Belgique

Le jury populaire de la cour d'assises de Flandre occidentale a déclaré mercredi soir Ivo Poppe coupable de l'assassinat de sa mère, de deux grands-oncles, de son beau-père et d'Irma Parmentier. Le diacre de 61 ans est acquitté pour l'assassinat de Marguerite Blondeel.

L'homme avait reconnu au moins une dizaine de faits mais le jury devait uniquement se prononcer sur six victimes reconnues. L'affaire a été mise au jour fin 2013, lorsqu'Ivo Poppe a confié à son psychiatre avoir activement euthanasié plusieurs dizaines de personnes. Alors qu'il travaillait comme infirmier puis comme collaborateur pastoral au sein de l'hôpital du Sacré-Coeur de Menin (devenu aujourd'hui AZ Delta), il aurait accéléré la mort de plusieurs patients en phase terminale en leur injectant de l'insuline ou de l'air dans les veines. Il est incarcéré depuis le mois de mai 2014.
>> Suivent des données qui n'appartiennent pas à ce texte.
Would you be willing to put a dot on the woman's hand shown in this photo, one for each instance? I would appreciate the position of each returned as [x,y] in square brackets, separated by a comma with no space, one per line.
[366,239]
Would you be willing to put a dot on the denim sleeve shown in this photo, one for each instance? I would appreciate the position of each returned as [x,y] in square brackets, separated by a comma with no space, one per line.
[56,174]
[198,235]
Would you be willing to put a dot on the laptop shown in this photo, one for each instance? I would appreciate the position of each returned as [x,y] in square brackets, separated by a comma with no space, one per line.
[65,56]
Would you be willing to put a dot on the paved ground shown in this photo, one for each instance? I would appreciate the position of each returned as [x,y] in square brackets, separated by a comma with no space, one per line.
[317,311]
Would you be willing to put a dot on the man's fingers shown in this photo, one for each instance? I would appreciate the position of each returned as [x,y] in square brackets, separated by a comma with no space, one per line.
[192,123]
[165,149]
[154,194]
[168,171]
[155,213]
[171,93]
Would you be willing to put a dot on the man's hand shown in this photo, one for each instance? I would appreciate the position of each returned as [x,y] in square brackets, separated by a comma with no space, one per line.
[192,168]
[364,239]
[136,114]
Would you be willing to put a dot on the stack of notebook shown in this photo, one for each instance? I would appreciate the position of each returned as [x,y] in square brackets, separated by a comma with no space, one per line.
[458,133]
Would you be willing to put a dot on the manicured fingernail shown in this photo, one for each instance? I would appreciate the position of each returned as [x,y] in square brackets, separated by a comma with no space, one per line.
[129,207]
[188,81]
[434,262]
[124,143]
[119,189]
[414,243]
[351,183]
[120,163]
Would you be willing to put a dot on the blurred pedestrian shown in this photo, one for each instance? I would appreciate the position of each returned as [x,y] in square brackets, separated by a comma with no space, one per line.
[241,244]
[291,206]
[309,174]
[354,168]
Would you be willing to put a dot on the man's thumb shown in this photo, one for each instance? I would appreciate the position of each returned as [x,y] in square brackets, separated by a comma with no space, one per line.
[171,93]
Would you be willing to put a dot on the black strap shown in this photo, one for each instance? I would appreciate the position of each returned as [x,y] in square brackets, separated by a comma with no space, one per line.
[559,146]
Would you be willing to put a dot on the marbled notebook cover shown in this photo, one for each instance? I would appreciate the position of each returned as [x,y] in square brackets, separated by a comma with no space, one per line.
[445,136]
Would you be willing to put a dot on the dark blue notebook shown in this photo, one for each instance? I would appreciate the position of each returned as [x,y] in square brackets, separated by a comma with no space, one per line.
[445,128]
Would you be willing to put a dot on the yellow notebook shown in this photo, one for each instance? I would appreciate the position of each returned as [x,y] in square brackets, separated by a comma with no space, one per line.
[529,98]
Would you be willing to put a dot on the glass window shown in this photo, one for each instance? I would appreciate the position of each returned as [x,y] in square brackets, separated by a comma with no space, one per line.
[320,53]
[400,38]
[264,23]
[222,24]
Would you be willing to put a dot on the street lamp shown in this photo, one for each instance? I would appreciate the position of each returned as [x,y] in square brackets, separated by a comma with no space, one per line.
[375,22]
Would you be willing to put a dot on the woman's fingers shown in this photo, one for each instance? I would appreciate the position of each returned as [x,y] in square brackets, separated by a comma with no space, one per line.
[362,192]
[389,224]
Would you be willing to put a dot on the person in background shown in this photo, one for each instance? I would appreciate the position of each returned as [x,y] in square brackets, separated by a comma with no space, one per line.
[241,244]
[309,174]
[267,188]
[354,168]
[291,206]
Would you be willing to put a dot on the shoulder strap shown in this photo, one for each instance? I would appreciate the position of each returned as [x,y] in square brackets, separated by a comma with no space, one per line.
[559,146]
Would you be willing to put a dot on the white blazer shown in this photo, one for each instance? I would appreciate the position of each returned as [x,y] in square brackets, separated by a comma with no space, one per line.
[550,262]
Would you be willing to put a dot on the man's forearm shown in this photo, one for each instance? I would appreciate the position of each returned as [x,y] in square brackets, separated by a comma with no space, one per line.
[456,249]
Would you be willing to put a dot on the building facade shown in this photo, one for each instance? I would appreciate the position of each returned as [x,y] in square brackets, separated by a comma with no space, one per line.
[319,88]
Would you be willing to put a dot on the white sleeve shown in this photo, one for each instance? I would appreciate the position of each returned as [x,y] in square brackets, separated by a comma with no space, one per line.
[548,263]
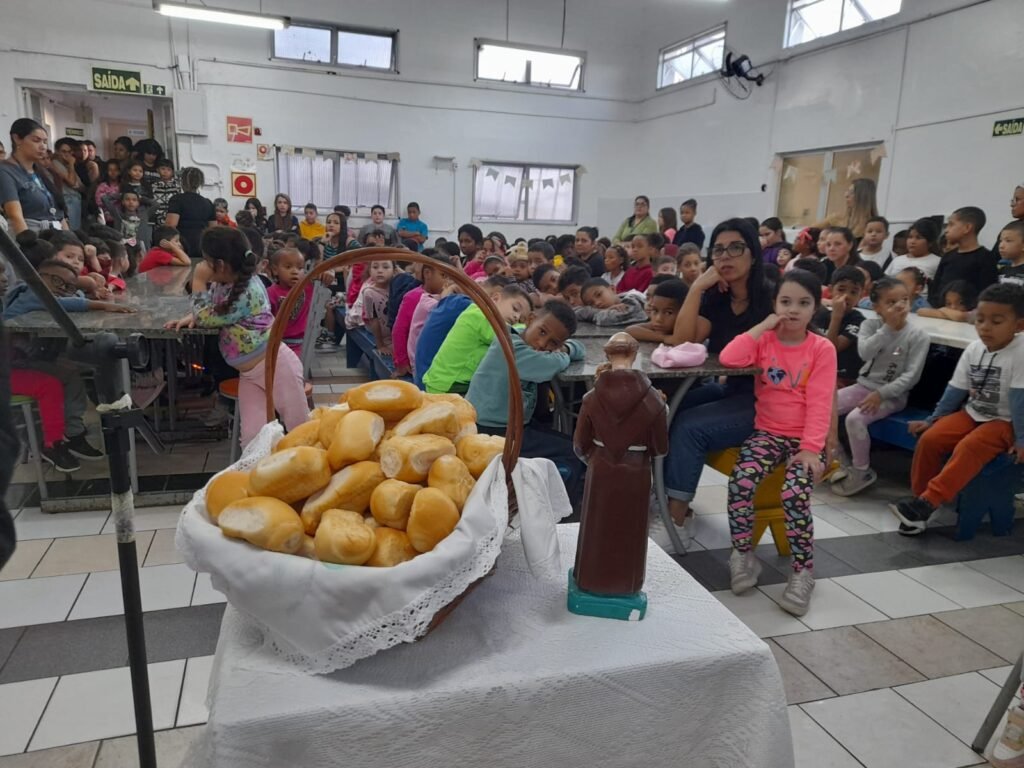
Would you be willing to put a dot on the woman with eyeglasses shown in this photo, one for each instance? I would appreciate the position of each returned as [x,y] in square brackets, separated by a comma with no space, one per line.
[729,298]
[639,223]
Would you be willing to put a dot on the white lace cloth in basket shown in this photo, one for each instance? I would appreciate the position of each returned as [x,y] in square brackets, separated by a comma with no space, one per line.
[321,616]
[513,680]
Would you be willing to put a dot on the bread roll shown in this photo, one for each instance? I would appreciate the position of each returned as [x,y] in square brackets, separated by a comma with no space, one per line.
[433,418]
[410,458]
[224,488]
[291,474]
[478,450]
[344,540]
[392,548]
[451,474]
[264,522]
[329,423]
[350,488]
[391,398]
[432,518]
[391,502]
[304,434]
[355,438]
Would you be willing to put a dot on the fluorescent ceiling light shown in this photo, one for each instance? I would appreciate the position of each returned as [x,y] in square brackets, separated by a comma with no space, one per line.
[202,13]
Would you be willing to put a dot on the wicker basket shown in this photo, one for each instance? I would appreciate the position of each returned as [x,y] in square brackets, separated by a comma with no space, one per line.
[513,437]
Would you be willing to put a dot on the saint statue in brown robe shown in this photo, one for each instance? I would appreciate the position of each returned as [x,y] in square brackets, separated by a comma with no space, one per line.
[623,425]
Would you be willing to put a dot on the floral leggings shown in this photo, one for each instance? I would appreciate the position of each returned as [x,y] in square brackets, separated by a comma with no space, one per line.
[759,456]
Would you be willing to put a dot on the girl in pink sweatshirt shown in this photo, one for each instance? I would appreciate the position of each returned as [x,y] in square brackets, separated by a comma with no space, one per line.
[795,393]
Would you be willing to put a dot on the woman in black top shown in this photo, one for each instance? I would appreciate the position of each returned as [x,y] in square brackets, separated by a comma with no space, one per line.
[189,212]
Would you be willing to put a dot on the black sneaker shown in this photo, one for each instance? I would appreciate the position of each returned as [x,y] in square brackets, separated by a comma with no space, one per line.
[912,512]
[79,445]
[59,459]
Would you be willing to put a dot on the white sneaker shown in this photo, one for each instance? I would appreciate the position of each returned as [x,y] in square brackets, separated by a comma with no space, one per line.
[743,570]
[797,597]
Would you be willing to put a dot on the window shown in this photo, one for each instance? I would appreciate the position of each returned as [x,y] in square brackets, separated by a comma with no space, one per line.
[810,19]
[504,192]
[336,46]
[536,67]
[327,178]
[812,185]
[691,58]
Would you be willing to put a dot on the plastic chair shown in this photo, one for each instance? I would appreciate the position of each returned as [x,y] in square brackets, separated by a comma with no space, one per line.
[24,403]
[768,511]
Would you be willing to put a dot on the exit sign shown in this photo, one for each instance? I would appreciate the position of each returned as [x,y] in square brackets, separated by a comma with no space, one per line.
[123,81]
[1012,127]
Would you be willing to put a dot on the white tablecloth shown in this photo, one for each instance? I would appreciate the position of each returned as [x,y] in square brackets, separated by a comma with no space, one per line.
[513,679]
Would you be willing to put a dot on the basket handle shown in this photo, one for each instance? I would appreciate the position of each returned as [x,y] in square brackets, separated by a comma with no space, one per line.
[513,436]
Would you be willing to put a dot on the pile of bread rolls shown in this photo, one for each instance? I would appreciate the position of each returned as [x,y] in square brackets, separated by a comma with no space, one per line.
[376,480]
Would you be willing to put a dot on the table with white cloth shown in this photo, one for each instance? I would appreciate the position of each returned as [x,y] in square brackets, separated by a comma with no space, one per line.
[513,679]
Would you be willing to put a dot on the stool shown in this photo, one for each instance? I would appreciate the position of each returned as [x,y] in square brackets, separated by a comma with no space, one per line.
[990,492]
[25,403]
[768,511]
[229,391]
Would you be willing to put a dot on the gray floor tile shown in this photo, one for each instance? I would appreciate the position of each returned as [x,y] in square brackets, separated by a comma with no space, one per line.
[930,646]
[801,685]
[994,627]
[848,660]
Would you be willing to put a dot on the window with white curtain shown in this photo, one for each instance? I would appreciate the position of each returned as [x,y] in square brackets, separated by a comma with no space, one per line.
[330,177]
[507,192]
[809,19]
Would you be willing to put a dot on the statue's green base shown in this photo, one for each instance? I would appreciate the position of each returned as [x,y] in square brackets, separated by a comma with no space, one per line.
[624,607]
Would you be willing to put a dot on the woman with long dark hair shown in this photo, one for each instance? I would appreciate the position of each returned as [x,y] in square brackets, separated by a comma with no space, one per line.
[29,196]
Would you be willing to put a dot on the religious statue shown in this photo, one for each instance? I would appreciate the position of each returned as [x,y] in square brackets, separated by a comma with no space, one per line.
[623,425]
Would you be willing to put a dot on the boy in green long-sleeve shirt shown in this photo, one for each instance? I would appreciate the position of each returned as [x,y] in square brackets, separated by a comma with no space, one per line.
[543,350]
[467,342]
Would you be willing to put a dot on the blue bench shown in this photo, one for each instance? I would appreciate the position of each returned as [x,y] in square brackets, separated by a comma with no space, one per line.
[991,492]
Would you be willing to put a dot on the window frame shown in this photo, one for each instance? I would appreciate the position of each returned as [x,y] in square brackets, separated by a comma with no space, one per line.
[390,209]
[334,64]
[786,44]
[690,41]
[582,55]
[524,201]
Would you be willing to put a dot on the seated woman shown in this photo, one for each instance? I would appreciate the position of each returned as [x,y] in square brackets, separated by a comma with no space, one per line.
[728,299]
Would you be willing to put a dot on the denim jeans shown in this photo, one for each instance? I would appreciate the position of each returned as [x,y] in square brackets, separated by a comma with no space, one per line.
[712,417]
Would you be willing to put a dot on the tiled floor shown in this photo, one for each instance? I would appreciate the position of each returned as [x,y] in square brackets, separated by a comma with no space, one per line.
[897,663]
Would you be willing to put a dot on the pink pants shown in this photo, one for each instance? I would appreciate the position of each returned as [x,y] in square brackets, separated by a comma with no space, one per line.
[289,395]
[857,421]
[47,391]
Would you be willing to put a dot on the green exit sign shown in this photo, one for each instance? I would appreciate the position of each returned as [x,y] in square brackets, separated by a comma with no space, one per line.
[1012,127]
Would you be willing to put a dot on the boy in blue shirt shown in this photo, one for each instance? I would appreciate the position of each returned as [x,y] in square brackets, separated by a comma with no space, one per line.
[543,350]
[412,227]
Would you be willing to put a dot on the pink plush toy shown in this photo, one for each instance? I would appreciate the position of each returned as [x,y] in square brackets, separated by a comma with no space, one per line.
[686,354]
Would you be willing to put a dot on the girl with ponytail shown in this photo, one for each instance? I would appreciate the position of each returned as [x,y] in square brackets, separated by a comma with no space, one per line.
[227,295]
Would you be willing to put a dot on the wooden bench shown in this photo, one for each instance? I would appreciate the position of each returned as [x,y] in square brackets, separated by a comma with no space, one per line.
[767,499]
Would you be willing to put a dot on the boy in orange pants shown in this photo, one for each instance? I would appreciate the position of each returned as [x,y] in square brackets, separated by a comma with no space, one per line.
[990,377]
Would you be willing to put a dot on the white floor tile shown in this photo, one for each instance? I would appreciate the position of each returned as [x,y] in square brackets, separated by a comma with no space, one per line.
[193,709]
[163,587]
[964,586]
[98,705]
[20,706]
[1010,570]
[883,730]
[894,594]
[812,745]
[205,594]
[38,600]
[152,518]
[35,524]
[830,606]
[761,613]
[958,704]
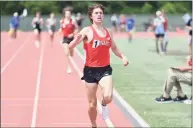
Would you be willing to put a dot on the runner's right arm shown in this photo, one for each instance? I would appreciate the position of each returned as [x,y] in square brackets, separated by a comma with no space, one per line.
[79,37]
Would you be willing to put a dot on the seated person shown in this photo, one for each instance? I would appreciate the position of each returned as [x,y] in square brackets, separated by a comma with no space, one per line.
[175,76]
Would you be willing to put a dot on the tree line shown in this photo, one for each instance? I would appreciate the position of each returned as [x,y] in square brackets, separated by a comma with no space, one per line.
[126,7]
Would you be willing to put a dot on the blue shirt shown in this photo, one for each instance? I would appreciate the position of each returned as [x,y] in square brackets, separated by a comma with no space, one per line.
[130,23]
[159,27]
[15,21]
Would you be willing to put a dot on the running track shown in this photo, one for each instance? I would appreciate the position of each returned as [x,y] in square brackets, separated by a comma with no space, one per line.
[37,92]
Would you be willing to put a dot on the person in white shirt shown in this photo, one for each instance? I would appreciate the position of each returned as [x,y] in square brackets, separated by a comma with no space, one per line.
[159,31]
[51,26]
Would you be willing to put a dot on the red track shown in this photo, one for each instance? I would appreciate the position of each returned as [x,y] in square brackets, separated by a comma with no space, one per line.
[36,91]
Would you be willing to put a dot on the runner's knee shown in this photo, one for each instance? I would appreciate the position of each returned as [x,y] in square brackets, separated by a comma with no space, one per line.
[107,98]
[93,105]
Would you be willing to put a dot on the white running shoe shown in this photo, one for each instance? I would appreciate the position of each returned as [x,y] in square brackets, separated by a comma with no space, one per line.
[37,44]
[105,112]
[69,70]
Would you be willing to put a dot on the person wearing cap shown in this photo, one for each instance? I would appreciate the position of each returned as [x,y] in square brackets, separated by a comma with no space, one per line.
[14,25]
[189,27]
[177,75]
[159,31]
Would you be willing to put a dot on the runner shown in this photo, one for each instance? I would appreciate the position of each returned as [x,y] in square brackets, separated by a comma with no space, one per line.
[15,23]
[159,31]
[37,24]
[130,26]
[68,28]
[97,71]
[51,25]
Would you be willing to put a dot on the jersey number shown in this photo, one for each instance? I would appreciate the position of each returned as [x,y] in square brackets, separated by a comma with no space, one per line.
[95,44]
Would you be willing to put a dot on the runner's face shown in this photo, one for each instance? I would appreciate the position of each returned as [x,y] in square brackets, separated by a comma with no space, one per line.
[38,15]
[52,15]
[97,15]
[67,14]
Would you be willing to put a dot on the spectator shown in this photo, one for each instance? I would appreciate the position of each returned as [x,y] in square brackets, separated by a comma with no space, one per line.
[175,76]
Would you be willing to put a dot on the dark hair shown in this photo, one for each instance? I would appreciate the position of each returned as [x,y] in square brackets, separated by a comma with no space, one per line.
[92,7]
[68,8]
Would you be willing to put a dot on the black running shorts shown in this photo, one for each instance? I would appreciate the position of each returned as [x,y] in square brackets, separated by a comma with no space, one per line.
[95,74]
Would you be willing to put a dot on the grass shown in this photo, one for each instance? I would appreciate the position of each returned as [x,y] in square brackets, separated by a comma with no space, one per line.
[142,81]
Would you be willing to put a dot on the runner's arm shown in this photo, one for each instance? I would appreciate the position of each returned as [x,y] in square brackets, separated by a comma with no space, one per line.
[115,49]
[78,38]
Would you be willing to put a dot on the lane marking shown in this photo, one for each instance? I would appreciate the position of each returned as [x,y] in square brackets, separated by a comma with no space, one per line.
[14,55]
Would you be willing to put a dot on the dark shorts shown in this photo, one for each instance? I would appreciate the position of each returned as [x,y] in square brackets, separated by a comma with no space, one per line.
[159,35]
[38,29]
[53,28]
[114,24]
[67,40]
[95,74]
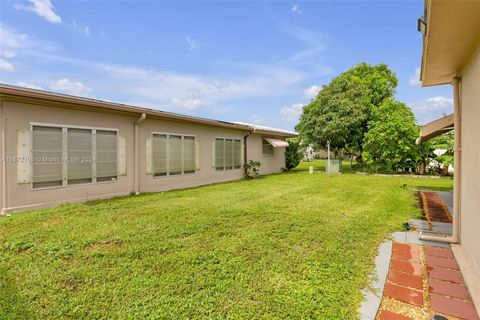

Sa première victime était son grand-oncle de 79 ans, Maurice Vanhaverbeke. Ivo Poppe a admis l'avoir étouffé avec un oreiller en septembre 1978. Il aurait également ôté la vie à trois autres membres de sa famille: son deuxième grand-oncle Leo Vanhaverbeke (81 ans) en mai 1986, son beau-père Gerard Vercamer (80 ans) en 2004 et sa mère Ivonna Vanhaverbeke (90 ans) le 27 janvier 2011. Les victimes étaient en phase terminale, selon l'accusé. Il dit avoir agi "par impuissance et compassion".

Lors d'une de ses 67 auditions par les enquêteurs, Ivo Poppe a avoué avoir tué Marguerite Blondeel (84 ans) et Irma Parmentier (74 ans), avant de revenir sur ces aveux.

En janvier 2017, Ivo Poppe a été renvoyé devant la cour d'assises pour au moins 10 assassinats, mais le nombre de faits dont il s'est rendu coupable reste incertain.


"Je suis vraiment désolé"

Un peu plus tôt dans la journée, lors de sa dernière intervention, l'ancien diacre de Wevelgem s'est dit "vraiment désolé".

Dans une brève réplique, Me Jan Leysen avait à nouveau expliqué pourquoi l'évêché de Bruges s'était constitué partie civile. "Il n'est pas nécessaire de dire que l'évêché et la communauté catholique ont été extrêmement choqués. Nous sommes ici pour les gens qui ont été tués." L'avocat de l'hôpital Delta à Roulers avait rappelé l'importance du droit du patient à disposer de sa santé.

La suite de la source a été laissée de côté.